# What is the best transfer paper for dark fabrics available in the Philippines?



## BasTee (Mar 11, 2009)

Mga kababayan! 

Me and a couple of my buddies are thinking of putting up our own digital printing shop/kiosk. I've been doing a lot of research and reading about digital printing and I also own a 2nd hand heat press machine I bought just a few months ago for product testing and sampling. I've been trying out different brands of heat transfer papers (most of which are made in China), unfortunately I haven't found a heat transfer paper for dark fabrics that I'm content with. Can anyone recommend a heat transfer paper for dark fabrics that is locally available here in Pinas? I'm from QC btw.

Thanks!


----------



## vctradingcubao (Nov 15, 2006)

Welcome basti. Unfortunately, I'll have to admit that opaque transfer papers have a lot of "issues", even the expensive ones have them. Try the other non-china made opaque transfer papers so that you'll find the best one for your use. Good luck on your business!


----------



## BasTee (Mar 11, 2009)

vctradingcubao said:


> Welcome basti. Unfortunately, I'll have to admit that opaque transfer papers have a lot of "issues", even the expensive ones have them. Try the other non-china made opaque transfer papers so that you'll find the best one for your use. Good luck on your business!

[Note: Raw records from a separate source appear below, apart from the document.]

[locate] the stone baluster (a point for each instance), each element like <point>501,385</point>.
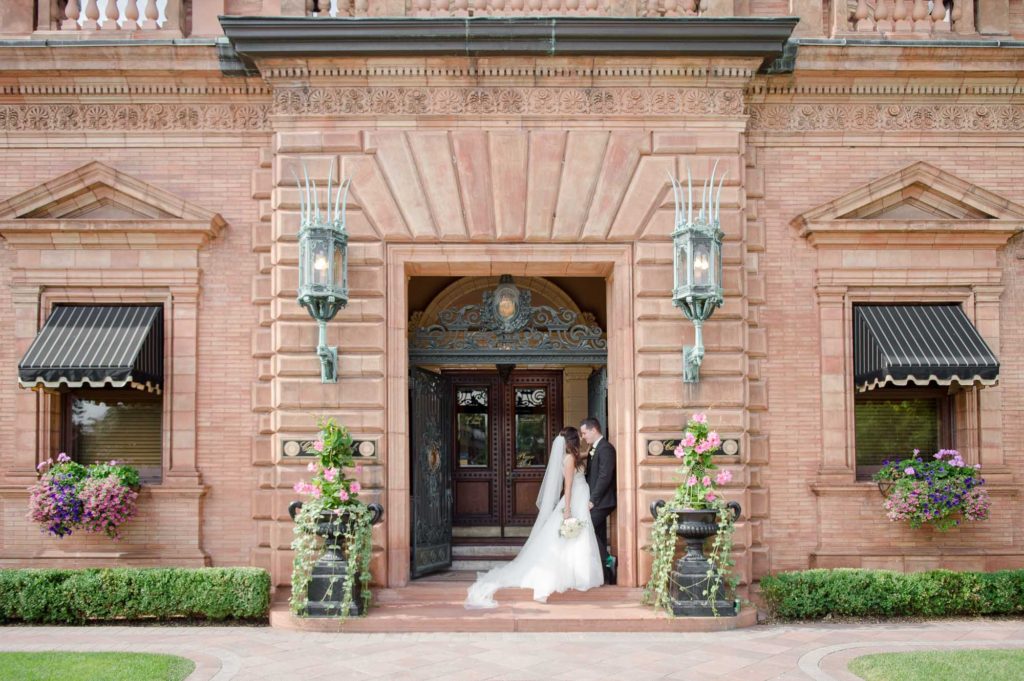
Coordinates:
<point>922,20</point>
<point>152,14</point>
<point>131,16</point>
<point>91,22</point>
<point>111,16</point>
<point>883,16</point>
<point>72,13</point>
<point>901,23</point>
<point>939,23</point>
<point>861,22</point>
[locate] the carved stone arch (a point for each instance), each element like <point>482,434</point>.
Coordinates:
<point>469,289</point>
<point>460,326</point>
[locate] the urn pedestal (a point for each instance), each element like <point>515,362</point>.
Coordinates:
<point>689,578</point>
<point>329,572</point>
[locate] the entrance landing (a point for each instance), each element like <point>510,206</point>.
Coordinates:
<point>438,607</point>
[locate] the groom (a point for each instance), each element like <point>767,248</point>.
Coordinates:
<point>601,478</point>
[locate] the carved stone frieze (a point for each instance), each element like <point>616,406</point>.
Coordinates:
<point>142,117</point>
<point>508,100</point>
<point>854,118</point>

Hello again Byron! Yes, I agree with you. I usually get different transfer results with the heat transfer papers that I've tried. And after washing a couple or a few times, they already start to crack and/or peel. I assume *consistency *and *durability* would definitely be a couple of the "issues" that you were referring to.

I was hoping that there's a heat transfer paper for darks similar to the qualities of the JetPro Sofstretch. I love how it seems to almost "melt" into the fabric. It's the closest to having a "silk-screened feel" using the heat transfer method in my experience.

Btw, what brands of opaque papers do you carry in your shop if you don't mind me asking?


----------



## vctradingcubao (Nov 15, 2006)

It's the Forever Inkjet Dark Opaque from Germany.


----------



## vctradingcubao (Nov 15, 2006)

BasTee said:


> ..similar to the qualities of the JetPro Sofstretch. I love how it seems to almost "melt" into the fabric. It's the closest to having a "silk-screened feel" using the heat transfer method in my experience.


Is jetPro Soft stretch an opaque paper for darks also?


----------



## BasTee (Mar 11, 2009)

vctradingcubao said:


> Is jetPro Soft stretch an opaque paper for darks also?


Nope. Its heat transfer paper for light fabrics. I've read a lot of good things about the brand here in the forums, and when I finally found a shop that sells it here in QC, I bought a pack to do some tests. I'm really satisfied with it, and now my next step is finding an opaque transfer for darks that will pass my standards. (Nakakahiya mag alok ng products and services kung pangit yung transfers eh )

I should drop by your shop one of these days, I'd like to try out the Forever Inkjet Dark Opaque.


----------



## clay[email protected] (Jan 27, 2009)

Graficad Creation, Inc. Sign Business Solutions and Innovations

take a look at this company. I believe they sell dark transfer paper


----------



## BasTee (Mar 11, 2009)

[email protected] said:


> Graficad Creation, Inc. Sign Business Solutions and Innovations
> 
> take a look at this company. I believe they sell dark transfer paper


Thanks for the info Clay! I read about Graficad in one of the threads here in the forums. I'll try to check out their transfers.


----------



## BasTee (Mar 11, 2009)

I was just informed that the JetWear Dark is now available at Inkjet Express in Gilmore. I live nearby and I should be able to swing by their shop within the week to purchase a pack and try them out.
For dark transfers, it seems to be a toss-up between the JWD and IronAll. Can anyone please share some of their opinions regarding the said papers? Thanks!


----------



## cg2art (Oct 2, 2009)

BasTee said:


> I was just informed that the JetWear Dark is now available at Inkjet Express in Gilmore. I live nearby and I should be able to swing by their shop within the week to purchase a pack and try them out.
> For dark transfers, it seems to be a toss-up between the JWD and IronAll. Can anyone please share some of their opinions regarding the said papers? Thanks!


I hear Alpha Gold for Darks seems to work well, besides Iron all Darks.. any luck with either paper?


----------



## MYDAMIT (Jan 14, 2007)

I think graphicad carry ironall dark, if you looking for softfeel try to used imageclip same manufacturer of Jet pro. But for me i like Bluegrid, 3G and Joto dark.


----------



## Old Man Tom (Jun 4, 2021)

BasTee said:


> Hello again Byron! Yes, I agree with you. I usually get different transfer results with the heat transfer papers that I've tried. And after washing a couple or a few times, they already start to crack and/or peel. I assume *consistency *and *durability* would definitely be a couple of the "issues" that you were referring to.
> 
> I was hoping that there's a heat transfer paper for darks similar to the qualities of the JetPro Sofstretch. I love how it seems to almost "melt" into the fabric. It's the closest to having a "silk-screened feel" using the heat transfer method in my experience.
> 
> Btw, what brands of opaque papers do you carry in your shop if you don't mind me asking?


JetPro has dark fabric also


----------